The post-Stalinist regimes of Eastern Europe collapsed in part because of the glaring contrast between theory and practice, promise and fulfillment. The Catholic Church, meanwhile, a much older hand at politics, seems to thrive on a kind of ambiguity that the Communists never mastered. This thought is prompted by Pope John Paul II’s latest encyclical, Centesimus Annus, an important document on the church’s social policy that reveals, incidentally, that the Vatican has a more realistic concept of the world after the upheaval in Eastern Europe than the panegyrists of George Bush’s “new world order.”
Naturally, the encyclical sees the failure of the Soviet-bloc regimes as confirmation of its view that socialism and Marxism are wrong and bankrupt. There would be an outcry if one drew a similar conclusion about Christianity on the basis of the Inquisition, but such distortions are inevitable in the battle of propaganda. More interesting 1s the fact that, with capitalism seemingly entrenched, the church no longer feels the need to play the role of anti-Communist crusader. The Pope now emerges as a critic of the “idolatry of the market” and a defender of capitalism with a human face.
As usual, the encyclical does not quite make clear how the capitalist logic of profit is to be reconciled with the “primacy of the human being” that the Pope desires. There are also more down-to-earth questions. Does the encyclical mean that the Vatican will now cease the reshuffling of the Latin American hierarchy? When he visits Poland in June will John Paul damn Lech Walesa and his Finance Minister for introducing the crude and cruel version of capitalism blessed by the International Monetary Fund? Obviously not. Yet the encyclical should enable the advocates of liberation theology or the critics of the Balcerowicz plan in Poland to claim that the Pope is on their side. The wisdom of the Vatican is to have grasped that in both the Third World and Eastern Europe it will have to deal not with the blessings but with the curses of the capitalist system.
The Pope’s home country gives some idea of what the church can do when it has real influence. Having played a helpful role in the transition, the Polish church gained great prestige and power under the new regime. Conscious that these gains may prove ephemeral, it is now trying to institutionalize Its prerogatives. The Polish bishops have just suggested that the separation between church and state be abolished in the new Constitution. Whether or not they succeed in having the dominant position of Catholicism enshrined in the text, they are already busy achieving it in practice.
The introduction of religious instruction in schools was only the first item on the clergy’s agenda.

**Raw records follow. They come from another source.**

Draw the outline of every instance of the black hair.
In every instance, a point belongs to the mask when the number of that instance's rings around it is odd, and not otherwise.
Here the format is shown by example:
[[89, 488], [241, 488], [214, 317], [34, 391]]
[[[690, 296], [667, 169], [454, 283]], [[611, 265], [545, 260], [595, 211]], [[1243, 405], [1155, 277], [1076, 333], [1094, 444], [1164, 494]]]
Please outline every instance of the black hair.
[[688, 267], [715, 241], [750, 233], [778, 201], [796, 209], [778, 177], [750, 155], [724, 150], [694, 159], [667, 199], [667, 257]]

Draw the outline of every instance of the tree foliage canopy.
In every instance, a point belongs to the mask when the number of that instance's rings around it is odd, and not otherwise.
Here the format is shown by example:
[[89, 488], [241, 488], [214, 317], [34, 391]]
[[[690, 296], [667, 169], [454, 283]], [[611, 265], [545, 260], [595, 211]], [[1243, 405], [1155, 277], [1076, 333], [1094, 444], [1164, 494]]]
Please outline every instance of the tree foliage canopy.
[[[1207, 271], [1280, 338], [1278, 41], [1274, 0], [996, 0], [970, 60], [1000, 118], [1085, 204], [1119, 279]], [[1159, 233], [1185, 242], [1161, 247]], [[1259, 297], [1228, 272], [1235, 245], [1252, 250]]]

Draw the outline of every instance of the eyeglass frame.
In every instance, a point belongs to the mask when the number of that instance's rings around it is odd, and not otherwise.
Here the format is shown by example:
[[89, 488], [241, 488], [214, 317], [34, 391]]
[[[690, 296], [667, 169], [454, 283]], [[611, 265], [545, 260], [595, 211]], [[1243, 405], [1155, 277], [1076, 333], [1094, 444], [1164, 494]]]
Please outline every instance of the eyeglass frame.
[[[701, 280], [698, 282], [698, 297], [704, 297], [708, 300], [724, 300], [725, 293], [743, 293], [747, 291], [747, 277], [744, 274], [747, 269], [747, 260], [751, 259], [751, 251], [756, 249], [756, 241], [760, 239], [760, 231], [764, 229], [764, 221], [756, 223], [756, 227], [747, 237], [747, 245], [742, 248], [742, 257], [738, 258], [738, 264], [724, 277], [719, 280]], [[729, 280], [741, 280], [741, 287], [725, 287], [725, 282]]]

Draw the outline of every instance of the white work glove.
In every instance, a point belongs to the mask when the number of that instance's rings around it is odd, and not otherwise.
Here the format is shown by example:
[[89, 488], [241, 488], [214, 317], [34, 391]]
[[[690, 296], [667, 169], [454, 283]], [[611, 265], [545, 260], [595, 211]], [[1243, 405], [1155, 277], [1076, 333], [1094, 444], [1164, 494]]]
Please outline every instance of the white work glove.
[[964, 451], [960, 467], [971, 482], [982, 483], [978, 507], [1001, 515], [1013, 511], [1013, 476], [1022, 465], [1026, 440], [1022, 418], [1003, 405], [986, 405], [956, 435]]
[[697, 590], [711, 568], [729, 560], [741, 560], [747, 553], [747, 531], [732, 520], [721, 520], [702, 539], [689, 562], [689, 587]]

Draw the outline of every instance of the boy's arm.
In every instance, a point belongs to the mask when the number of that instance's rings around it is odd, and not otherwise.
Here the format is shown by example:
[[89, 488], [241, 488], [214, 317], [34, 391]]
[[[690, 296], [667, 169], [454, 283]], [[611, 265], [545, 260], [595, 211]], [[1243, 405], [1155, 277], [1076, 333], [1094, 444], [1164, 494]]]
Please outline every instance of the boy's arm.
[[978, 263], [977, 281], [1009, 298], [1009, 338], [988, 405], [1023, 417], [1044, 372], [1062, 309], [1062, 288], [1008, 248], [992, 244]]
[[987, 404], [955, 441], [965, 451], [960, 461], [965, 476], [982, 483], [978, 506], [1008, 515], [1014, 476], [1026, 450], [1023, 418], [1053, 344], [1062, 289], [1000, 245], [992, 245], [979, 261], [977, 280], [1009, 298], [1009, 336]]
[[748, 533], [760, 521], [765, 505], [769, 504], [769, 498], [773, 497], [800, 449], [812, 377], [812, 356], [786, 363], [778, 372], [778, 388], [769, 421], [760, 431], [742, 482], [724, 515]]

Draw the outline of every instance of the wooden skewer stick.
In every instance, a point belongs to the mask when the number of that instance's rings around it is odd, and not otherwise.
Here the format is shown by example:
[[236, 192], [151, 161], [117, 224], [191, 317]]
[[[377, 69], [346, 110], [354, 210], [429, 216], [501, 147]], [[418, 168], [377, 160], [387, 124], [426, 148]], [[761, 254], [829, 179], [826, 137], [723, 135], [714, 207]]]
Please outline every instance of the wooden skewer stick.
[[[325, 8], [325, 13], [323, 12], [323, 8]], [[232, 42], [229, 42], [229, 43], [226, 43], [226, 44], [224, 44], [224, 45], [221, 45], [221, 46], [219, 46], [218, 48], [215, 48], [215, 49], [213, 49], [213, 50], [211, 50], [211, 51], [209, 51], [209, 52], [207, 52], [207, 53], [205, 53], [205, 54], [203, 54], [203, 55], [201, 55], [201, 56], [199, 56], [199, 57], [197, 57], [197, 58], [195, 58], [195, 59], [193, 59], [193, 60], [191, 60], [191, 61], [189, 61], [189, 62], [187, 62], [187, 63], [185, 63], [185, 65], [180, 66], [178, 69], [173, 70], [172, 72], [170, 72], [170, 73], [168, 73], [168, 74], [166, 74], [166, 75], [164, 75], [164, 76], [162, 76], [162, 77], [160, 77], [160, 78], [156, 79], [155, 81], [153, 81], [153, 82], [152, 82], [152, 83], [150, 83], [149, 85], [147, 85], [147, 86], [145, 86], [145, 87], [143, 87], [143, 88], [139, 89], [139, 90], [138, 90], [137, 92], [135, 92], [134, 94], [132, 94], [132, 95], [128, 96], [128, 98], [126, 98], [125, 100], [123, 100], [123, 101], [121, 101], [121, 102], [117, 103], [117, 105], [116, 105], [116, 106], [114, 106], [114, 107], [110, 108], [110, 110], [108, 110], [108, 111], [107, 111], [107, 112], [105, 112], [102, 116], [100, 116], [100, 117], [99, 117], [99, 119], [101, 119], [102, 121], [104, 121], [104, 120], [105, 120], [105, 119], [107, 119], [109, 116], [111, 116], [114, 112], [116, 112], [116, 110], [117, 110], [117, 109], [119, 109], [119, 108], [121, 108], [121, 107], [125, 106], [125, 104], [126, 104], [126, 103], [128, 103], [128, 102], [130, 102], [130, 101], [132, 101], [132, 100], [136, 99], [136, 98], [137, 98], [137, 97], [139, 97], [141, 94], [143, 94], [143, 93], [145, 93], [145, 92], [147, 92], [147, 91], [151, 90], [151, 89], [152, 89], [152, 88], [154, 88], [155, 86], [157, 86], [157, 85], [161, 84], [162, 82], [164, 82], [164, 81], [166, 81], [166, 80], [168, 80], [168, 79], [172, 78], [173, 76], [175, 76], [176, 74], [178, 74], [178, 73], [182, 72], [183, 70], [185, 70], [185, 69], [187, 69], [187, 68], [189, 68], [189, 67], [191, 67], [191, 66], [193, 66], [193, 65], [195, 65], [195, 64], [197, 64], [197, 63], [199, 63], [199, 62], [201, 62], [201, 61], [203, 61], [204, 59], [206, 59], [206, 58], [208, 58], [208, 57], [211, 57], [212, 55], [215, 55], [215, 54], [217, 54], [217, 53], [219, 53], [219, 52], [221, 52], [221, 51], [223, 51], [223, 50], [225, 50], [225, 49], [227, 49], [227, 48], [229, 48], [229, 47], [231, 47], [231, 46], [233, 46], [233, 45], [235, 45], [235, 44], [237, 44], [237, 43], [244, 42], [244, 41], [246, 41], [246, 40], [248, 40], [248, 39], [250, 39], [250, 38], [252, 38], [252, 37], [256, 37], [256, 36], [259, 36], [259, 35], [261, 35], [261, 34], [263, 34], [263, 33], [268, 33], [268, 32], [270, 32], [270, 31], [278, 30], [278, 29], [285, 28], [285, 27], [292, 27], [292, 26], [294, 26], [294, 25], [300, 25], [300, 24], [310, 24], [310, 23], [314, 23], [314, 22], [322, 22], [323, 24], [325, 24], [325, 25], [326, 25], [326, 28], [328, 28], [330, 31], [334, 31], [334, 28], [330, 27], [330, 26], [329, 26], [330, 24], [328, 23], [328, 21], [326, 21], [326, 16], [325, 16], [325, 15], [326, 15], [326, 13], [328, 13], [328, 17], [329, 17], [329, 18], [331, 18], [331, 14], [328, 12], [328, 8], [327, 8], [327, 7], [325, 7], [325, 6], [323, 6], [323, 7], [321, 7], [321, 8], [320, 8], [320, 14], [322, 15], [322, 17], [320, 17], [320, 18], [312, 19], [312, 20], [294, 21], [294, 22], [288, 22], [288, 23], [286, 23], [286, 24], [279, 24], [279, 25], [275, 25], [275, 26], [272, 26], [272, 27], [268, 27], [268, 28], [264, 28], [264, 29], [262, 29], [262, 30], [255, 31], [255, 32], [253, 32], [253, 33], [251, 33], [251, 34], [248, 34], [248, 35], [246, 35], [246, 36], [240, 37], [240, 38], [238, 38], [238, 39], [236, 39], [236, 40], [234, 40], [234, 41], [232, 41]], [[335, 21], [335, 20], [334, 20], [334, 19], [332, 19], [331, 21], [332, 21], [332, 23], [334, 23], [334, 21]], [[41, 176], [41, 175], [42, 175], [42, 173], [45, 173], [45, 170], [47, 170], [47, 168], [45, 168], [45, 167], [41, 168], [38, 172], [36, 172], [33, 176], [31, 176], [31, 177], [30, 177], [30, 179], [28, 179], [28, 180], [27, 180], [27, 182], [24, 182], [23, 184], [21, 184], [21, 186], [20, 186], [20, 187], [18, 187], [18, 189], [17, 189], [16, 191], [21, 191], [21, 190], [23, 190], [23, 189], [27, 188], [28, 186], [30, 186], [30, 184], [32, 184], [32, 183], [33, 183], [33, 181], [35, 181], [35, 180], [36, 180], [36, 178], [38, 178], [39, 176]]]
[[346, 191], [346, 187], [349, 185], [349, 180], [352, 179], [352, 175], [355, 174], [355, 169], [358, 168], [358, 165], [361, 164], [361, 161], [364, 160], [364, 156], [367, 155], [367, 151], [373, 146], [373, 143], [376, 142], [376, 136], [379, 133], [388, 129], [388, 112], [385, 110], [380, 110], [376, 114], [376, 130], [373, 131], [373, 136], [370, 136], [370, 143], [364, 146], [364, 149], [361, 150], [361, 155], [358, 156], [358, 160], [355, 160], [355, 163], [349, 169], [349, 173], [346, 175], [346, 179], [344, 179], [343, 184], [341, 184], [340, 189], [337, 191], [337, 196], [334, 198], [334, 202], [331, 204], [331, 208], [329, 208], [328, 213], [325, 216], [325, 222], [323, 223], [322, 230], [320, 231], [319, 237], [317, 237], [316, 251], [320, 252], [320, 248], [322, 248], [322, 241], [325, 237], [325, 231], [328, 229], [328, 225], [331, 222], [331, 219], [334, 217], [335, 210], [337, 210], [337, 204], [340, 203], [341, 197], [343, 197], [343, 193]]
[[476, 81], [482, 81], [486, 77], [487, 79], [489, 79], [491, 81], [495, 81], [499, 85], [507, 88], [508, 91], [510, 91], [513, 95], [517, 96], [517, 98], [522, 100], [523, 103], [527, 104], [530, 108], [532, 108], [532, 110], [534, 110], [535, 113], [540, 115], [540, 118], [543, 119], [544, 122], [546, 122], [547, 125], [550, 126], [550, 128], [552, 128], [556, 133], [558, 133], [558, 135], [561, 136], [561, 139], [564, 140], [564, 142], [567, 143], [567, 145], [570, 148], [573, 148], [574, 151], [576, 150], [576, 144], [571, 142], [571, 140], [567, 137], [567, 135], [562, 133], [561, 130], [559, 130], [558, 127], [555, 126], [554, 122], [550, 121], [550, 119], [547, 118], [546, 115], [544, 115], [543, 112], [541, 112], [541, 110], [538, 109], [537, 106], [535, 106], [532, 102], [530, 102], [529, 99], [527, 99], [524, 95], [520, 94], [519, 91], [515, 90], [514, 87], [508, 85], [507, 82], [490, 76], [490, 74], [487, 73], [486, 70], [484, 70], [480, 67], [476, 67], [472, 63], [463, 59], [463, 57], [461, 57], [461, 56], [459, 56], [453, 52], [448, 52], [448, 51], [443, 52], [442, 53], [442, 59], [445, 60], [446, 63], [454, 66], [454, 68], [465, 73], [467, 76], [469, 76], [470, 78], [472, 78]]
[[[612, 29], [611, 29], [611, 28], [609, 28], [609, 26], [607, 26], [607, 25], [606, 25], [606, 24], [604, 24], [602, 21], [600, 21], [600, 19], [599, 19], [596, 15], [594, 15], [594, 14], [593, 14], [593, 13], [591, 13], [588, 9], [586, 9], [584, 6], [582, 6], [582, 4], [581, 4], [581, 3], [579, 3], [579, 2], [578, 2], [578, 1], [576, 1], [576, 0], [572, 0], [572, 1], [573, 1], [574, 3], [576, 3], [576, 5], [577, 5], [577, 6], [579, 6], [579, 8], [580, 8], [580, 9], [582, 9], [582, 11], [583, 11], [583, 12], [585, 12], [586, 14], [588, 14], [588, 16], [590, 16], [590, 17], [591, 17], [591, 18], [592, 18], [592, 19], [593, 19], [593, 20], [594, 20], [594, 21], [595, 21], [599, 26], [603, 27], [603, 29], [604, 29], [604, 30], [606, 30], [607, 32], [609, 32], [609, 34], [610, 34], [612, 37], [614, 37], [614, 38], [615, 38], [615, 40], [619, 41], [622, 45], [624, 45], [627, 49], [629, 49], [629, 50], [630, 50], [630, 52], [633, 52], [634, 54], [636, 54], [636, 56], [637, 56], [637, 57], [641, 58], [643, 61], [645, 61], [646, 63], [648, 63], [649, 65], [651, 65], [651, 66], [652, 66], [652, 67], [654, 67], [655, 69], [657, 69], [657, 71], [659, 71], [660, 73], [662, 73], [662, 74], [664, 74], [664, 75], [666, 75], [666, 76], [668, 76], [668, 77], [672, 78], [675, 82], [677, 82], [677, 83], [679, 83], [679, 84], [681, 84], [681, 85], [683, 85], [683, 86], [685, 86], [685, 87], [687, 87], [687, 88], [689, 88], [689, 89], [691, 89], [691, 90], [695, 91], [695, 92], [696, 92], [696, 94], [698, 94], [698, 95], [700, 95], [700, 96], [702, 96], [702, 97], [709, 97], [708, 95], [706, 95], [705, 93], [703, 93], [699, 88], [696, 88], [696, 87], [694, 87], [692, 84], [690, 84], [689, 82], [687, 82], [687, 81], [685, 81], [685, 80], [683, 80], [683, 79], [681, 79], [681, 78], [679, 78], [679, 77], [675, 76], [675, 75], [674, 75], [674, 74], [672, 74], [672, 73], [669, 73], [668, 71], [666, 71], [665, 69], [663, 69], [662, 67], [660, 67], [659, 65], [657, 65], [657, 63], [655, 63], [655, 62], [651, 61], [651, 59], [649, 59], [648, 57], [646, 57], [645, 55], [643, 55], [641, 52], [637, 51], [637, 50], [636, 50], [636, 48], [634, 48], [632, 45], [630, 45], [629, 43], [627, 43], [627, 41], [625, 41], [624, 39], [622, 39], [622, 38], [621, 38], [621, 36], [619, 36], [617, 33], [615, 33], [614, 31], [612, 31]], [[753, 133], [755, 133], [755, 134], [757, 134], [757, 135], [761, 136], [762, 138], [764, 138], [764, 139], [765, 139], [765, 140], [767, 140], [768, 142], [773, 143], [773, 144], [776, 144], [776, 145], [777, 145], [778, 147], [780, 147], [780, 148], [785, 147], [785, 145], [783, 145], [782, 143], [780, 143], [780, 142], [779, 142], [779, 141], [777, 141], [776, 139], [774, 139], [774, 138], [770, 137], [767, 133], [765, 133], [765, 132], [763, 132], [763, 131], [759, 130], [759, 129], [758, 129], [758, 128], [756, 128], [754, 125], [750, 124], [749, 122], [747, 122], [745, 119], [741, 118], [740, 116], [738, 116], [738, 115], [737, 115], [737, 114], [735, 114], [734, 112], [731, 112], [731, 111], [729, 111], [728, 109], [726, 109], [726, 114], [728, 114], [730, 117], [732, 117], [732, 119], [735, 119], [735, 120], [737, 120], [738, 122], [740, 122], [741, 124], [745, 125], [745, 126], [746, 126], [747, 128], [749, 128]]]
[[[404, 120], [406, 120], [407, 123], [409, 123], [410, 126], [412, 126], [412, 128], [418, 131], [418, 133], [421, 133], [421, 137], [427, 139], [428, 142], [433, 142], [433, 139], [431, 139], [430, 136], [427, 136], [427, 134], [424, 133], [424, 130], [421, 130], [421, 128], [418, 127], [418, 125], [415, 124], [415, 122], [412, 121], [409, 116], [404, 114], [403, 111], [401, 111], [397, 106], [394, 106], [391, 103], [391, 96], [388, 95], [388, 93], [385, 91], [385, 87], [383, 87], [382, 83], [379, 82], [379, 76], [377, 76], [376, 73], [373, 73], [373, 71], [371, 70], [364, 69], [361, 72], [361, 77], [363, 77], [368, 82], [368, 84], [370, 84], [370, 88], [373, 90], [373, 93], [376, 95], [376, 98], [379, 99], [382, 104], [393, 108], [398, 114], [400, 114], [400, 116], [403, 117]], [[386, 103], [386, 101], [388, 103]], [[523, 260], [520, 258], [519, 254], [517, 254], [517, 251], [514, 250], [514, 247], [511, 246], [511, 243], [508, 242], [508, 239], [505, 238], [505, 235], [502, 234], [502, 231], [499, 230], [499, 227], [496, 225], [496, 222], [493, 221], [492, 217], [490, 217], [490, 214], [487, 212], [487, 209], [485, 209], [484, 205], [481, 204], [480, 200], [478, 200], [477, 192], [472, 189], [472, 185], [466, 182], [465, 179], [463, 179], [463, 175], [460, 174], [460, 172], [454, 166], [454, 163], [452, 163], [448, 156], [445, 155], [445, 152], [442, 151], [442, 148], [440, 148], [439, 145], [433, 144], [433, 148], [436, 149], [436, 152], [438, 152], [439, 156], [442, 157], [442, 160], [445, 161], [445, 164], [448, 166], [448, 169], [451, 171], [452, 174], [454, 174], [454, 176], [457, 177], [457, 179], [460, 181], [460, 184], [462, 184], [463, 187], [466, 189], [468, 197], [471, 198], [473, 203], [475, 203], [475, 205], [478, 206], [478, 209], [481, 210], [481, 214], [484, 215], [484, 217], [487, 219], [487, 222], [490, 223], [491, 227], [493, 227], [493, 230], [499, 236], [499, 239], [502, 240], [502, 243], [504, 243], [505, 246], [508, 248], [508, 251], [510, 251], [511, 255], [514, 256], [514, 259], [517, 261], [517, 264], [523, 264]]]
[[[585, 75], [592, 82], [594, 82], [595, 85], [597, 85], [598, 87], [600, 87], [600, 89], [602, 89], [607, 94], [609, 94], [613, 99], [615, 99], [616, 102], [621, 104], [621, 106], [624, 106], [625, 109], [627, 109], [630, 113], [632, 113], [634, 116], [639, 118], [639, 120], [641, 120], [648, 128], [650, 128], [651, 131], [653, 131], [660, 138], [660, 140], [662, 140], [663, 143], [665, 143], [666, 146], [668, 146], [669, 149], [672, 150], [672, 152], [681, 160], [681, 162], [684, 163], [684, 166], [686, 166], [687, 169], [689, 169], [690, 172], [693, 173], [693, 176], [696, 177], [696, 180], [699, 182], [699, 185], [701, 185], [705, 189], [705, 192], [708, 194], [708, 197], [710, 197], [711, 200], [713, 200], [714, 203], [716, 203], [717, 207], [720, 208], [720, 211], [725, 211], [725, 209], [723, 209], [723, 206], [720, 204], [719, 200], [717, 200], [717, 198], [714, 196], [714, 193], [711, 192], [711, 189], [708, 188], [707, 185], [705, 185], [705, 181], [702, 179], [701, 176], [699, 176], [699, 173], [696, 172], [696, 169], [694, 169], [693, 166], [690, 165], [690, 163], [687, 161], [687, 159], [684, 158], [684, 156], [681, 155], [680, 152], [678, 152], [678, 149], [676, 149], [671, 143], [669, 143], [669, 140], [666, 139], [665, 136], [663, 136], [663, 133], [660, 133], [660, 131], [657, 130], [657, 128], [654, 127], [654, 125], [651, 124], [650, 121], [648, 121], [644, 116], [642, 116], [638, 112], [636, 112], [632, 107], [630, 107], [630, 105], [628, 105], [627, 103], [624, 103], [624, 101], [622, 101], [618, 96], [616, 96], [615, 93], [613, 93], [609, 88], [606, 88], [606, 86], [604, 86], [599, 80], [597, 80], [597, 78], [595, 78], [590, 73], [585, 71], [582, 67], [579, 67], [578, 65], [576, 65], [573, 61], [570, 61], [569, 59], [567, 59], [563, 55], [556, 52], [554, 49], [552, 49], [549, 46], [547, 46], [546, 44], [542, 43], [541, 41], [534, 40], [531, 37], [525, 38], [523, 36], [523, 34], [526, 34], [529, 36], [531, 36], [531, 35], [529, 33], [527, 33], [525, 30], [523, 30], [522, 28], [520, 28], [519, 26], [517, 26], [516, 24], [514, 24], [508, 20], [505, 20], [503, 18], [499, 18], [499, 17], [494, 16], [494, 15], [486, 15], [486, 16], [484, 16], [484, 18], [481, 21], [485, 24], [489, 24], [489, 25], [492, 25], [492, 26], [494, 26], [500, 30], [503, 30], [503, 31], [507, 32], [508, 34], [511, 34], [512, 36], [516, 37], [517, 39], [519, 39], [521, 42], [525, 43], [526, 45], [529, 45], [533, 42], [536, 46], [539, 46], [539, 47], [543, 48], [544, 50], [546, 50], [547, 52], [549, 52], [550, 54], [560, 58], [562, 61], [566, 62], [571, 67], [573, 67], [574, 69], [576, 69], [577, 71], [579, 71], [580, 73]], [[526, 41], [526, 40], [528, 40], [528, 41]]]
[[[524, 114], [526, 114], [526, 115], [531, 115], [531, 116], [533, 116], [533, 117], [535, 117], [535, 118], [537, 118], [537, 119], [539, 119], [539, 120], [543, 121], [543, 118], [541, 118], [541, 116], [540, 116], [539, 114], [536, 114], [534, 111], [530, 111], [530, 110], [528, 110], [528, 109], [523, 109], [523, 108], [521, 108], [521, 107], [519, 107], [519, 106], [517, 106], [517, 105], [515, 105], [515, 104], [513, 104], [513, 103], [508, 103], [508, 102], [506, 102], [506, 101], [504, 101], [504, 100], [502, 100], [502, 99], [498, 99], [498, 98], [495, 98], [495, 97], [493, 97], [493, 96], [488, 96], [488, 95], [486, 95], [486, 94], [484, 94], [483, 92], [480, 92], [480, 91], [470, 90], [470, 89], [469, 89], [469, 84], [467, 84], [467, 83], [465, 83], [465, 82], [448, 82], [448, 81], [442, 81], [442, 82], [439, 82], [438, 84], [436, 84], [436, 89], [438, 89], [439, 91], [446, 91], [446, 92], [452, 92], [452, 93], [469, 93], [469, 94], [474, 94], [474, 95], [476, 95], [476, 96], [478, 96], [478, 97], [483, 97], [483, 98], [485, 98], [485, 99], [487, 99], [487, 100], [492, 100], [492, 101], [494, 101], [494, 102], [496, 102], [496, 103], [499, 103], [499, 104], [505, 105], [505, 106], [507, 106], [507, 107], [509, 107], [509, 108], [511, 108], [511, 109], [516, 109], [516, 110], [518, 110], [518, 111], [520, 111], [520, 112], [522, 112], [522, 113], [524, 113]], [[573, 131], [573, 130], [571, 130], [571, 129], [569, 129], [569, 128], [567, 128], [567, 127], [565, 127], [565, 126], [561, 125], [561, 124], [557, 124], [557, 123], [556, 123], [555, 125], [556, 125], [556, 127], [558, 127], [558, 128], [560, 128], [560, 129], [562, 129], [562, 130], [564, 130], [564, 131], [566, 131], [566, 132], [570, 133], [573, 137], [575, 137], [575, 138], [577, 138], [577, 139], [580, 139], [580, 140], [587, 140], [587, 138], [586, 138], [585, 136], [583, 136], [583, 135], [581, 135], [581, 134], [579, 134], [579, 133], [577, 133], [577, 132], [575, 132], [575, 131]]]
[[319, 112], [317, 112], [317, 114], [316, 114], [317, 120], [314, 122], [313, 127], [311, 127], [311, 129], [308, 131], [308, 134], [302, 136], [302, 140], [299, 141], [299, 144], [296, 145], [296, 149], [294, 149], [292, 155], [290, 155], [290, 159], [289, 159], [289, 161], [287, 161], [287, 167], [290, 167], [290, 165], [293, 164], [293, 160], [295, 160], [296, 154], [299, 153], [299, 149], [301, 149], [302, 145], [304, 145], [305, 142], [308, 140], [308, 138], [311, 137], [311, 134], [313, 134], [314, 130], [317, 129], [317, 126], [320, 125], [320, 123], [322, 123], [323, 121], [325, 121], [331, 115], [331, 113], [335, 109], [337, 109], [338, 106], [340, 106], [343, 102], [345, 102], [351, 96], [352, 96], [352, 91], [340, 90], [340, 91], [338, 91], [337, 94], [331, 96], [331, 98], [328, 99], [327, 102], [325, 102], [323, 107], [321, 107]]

Some church leaders would also like a ban on contraception and the outlawing of civil weddings-and hence of divorce. Fearful of a future in which it will no longer benefit from the existence of the Communist bogy, and in which it risks being weakened by the corruption spread by the capitalist market, the church wants to tighten its stranglehold on Poland’s social and cultural life.
Judging by its efforts on abortion, it will not be bothered by scruples. A church-supported bill that would criminalize abortion has already been passed by the Solidarity-dominated Senat. It must still be voted on, however, by the lower house, whose members have been subjected to an intensive campaign stage-managed by the clergy. A propaganda drive in the schools has used all sorts of devices, including showings of the notorious antiabortion film The Silent Scream. Kids are told to ask their parents to sign petitions in favor of the bill; in small provincial towns it can often take courage to defy the local priest. The collection of signatures is being used to create the illusion of popular backing and thus prevent a proper consultation, for the Catholic Church dreads a referendum, which it would probably lose (most polls show roughly 60 percent opposed to the antiabortion bill). Such a defeat would destroy the myth of the church as moral master and representative of the population.
Why then are the deputies likely to toe the line? Because with a parliamentary election scheduled for the fall they fear the clergy’s undoubted influence; because many people who were brave enough to face the jails of the old regime do not have the courage to defy the church; because on this issue, unlike economic ones, critics cannot claim that the Pope is on their side. For he is the main inspiration of this “moral order.” Optimists suggest that the Catholic Church, having overplayed its hand, will provoke a backlash that will halt the movement toward theocratic rule. Be that as it may, for the outside world the Pope’s trip to Poland is a useful reminder of the difference between the abstract elaborations of an encyclical and “really existing” Catholicism.